Erschienen: 24. Februar 2012
Editorial
Stéphanie Perrochet
In Kindheitsträumen kommt der Gedanke an Unterhaltsarbeiten gar nicht vor: Wünschen sich doch so manche ein Schloss mit Märchengarten – ohne Bezug zur Pflegerealität. Die Klassiker des
Traumgartens, zum Beispiel Rosen- und Sommerblumen, englische Staudenbeete und geschnittene Heckenskulpturen, Springbrunnen und Wasserbecken benötigen aber viel Zeit, Geld und Hingabe für ihr
Bestehen.
In den vergangenen Jahren sind nicht nur die schmelzenden Unterhaltsbudgets der öffentlichen Hand und die knapper werdende Zeit des privaten Gartenbesitzers zum Thema geworden, sondern auch die
Ansprüche an einen stärker ökologisch orientierten Unterhalt von Gärten und öffentlichen Anlagen. Dieses gestiegene Interesse an einer zielgerichteten und wohlgeplanten Pflege lässt sich nicht
nur an der grossen Anzahl der Fachveröffentlichungen zum Thema ablesen, sondern vor allem an der geänderten Arbeitsweise von Landschaftsgärtnern und Stadtgärtnereien.
Die sozialen Funktionen von öffentlichen Parks werden immer wichtiger. Die aus städtebaulichen und raumplanerischen Gründen gewünschte Verdichtung der Städte führt zu neuen Ansprüchen an den
urbanen Freiraum. Grössere und stärker genutzte Grünflächen erfordern eine kostengünstige Pflege.

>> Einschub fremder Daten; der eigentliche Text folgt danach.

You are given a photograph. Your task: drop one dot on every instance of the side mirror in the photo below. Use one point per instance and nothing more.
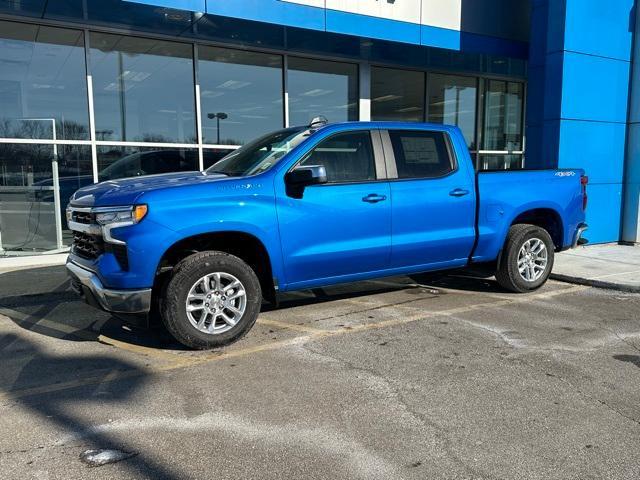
(296, 180)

Ihre als «Lebenszykluskosten» bezeichneten Gesamtkosten (Planung, Bau, lebenslanger Unterhalt) von Freiraumgestaltungen sollten zukünftig schon bei der Planung mit berücksichtigt werden; nach der
Forschung steht hier nun die angewandte Landschaftsarchitektur stärker in der Pflicht. Auch auf der politischen Ebene muss noch gelernt werden. Während der private Gartenbesitzer die zukünftigen
Pflegeansprüche seines Gartens häufig bei der Anlage schon bedenkt, wird diese Frage von den politischen Akteuren und vor allem bei der Formulierung von Wettbewerbsprogrammen noch meist
vernachlässigt: gross ist die Versuchung, sich mit einer «Prachtanlage» zu schmücken, ohne die Folgekosten zu bedenken.

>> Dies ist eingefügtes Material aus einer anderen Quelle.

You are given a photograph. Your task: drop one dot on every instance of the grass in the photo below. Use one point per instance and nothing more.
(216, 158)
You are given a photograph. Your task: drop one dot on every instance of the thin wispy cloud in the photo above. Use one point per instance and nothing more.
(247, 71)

anthos macht die zahlreichen Einflüsse, Methoden und Techniken, welche bei der zielgerechten Pflege von Grünanlagen heute berücksichtigt werden müssen, zum Thema. Die Organisation des
Grünflächenunterhalts in einer Grossstadt wie Nantes, in der nicht nur ökologische sondern auch soziale Indikatoren zur ständigen Erfolgskontrolle und Anpassung der Pflege genutzt werden,
mögliche Reaktionen auf die extreme Belastung innerstädtischer Grünflächen sowie die spezifischen Mittel zur langfristigen Sicherung des Baumbestandes einer Stadt sind besonders für öffentliche
Verwaltungen interessant. Auch Spezialthemen werden angesprochen: besondere Pflegeansprüche historischer Gärten, Probleme mit invasiven Neophyten oder Methoden, seltene Tierarten auch im dicht
bebauten innerstädtischen Raum zu fördern. Der Beitrag zum Schweizer Nationalpark erinnert uns schliesslich: es war einmal eine Landschaft ohne Unterhalt …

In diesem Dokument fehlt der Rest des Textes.